Hal itu kemudian disampaikan kepada Kepala Badan Pengembangan dan Pembinaan Bahasa, Kementerian Pendidikan, Kebudayaan, Riset, dan Teknologi (Kemdikbud-Ristek). Pada 7 Februari 2023, Wadetap untuk UNESCO, Kementerian Luar Negeri RI (Kemenlu), dan Kemendikbud-Ristek berembuk untuk membicarakan peluang dan strategi pengusulan bahasa resmi Sidang Lazim UNESCO, termasuk menyusun naskah proposalnya yang kemudian akhirnya disetujui.

Cek Artikel:  Pilpres 2024 Selesai, Semoga tidak Seperti Firaun

Mengutip akun Instagram Kemendikbud-Ristek, alasan disetujuinya bahasa Indonesia sebagai bahasa resmi dalam Sidang Lazim UNESCO antara lain Indonesia memiliki status sebagai negara dengan jumlah penduduk terbesar keempat di dunia. Secara internasional, bahasa Indonesia dituturkan oleh kurang lebih 3,52% populasi dunia. Salah satu buktinya ialah dimasukkannya bahasa Indonesia ke dalam program pendidikan di 52 negara.

Kalau orang asing saja tertarik belajar bahasa Indonesia, sebagian masyarakat di negeri ini justru merasa bangga menggunakan bahasa Inggris atau bahasa asing lainnya. Mereka, misalnya, lebih familier dan senang menyebut meeting ketimbang rapat. Bahkan, anak-anak, terutama dari kalangan sosialita, diajari memanggil nanny ketimbang mbak atau si mbok kepada para bedinde atau pengasuhnya. 

Cek Artikel:  Menjadi Guru yang Humanis

Padahal, hampir seabad silam, bahkan jauh sebelum negara ini terbentuk, sejumlah pemuda telah memikirkan untuk memiliki bahasa yang dapat dimengerti oleh segenap masyarakat yang menghuni negara kepulauan ini, sebuah bahasa yang dapat menyatukan mereka dari berbagai suku. Dalam tulisannya yang berjudul Catatan Ringkas tentang Krisis Kebudayaan dalam kumpulan tulisan guru besar FIB UI yang diterbitkan pada 2016, Tegurrdi Djoko Damono (alm), penyair dan guru besar Fakultas Sastra (kini Fakultas Ilmu Budaya) Universitas Indonesia, bahkan menyebut para pemuda yang melahirkan Sumpah Pemuda 1928 itu sebagai anak-anak muda yang genius. 

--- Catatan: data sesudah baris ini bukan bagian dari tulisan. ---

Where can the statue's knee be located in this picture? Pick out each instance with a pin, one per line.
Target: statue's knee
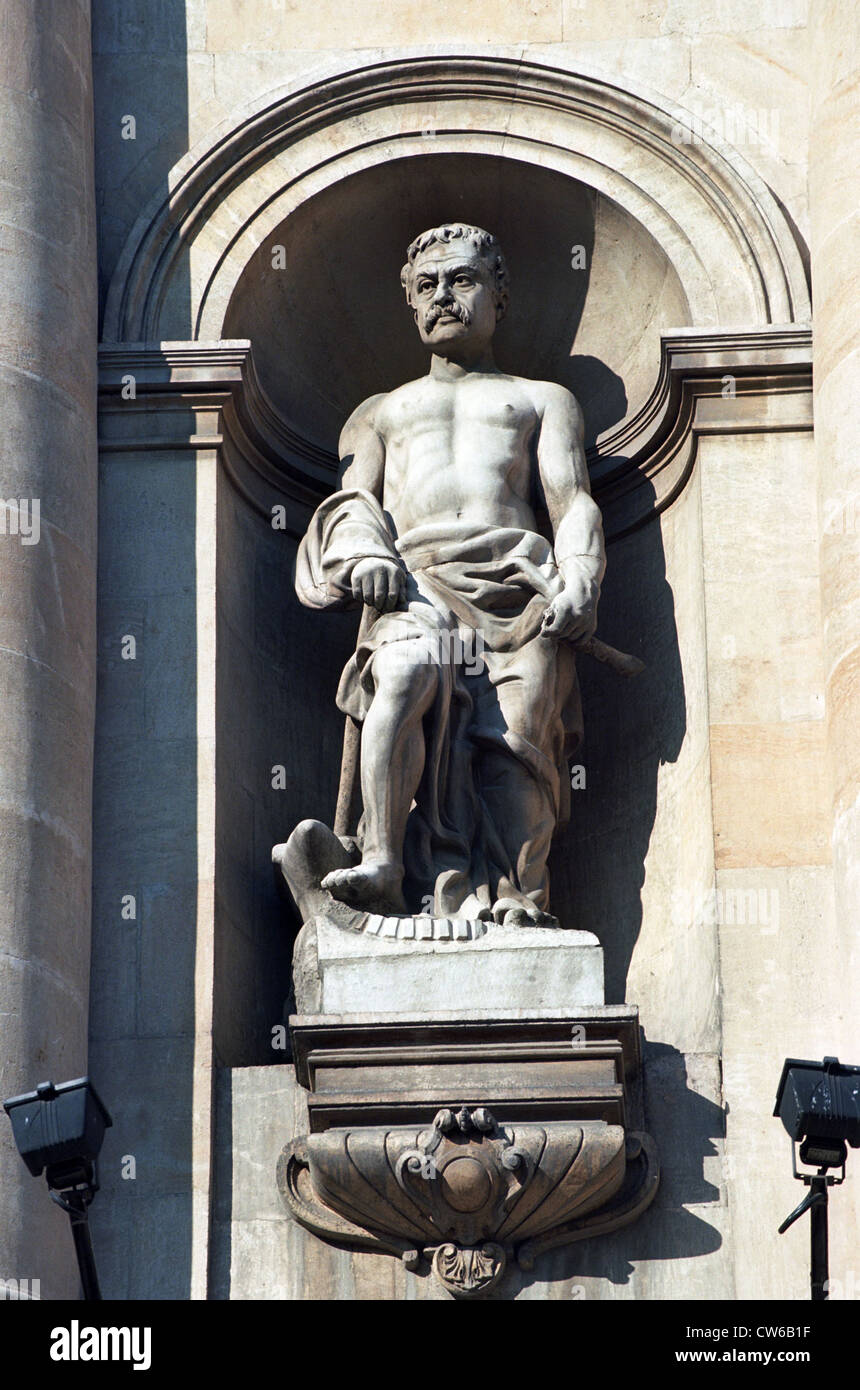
(404, 669)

Dalam butir terakhir dari ikrar tersebut, kata penulis puisi Hujan Bulan Juni itu, bahasa Indonesia tidak diproklamasikan sebagai satu-satunya bahasa. Berbeda dengan dua butir pertama yang menyatakan satu bangsa dan satu tumpah darah, pada bulir terakhir itu Mohammad Natsir dkk memilih menggunakan diksi ‘menjunjung’ bahasa Indonesia sebagai bahasa persatuan. Mereka mungkin sadar selain bahasa Indonesia, kita tetap dapat menggunakan bahasa daerah masing-masing agar tidak punah.

Cek Artikel:  Anak Korban Tindak Kekerasan Orangtua

Seperti halnya Pancasila dan slogan Bhinneka Tunggal Ika, naskah Sumpah Pemuda yang brilian itu semestinya menjadi tonggak sejarah dan budaya untuk menumbuhkan kecintaan dan kebanggaan terhadap Tanah Air. Sayangnya, sejauh ini pemahaman terhadap sejarah masa lalu itu semakin melemah. Narasi-narasi itu hanya sebatas mantra tanpa guna dalam keseharian kehidupan kita saat ini. Istilah toleransi memang sering diucapkan, tetapi acap kali berkebalikan dalam praktiknya. Bahasa Indonesia memang masih diajarkan oleh bapak-ibu guru di sekolah, tetapi yang terekam dalam percakapan generasi muda sehari-hari di dunia nyata maupun maya lebih sering bercampur British, bahkan tak jarang terdengar ‘bahasa iblis’.

Jangan-jangan kita memang telah mengalami amnesia budaya? Entahlah. Selamat berakhir pekan. Wasalam.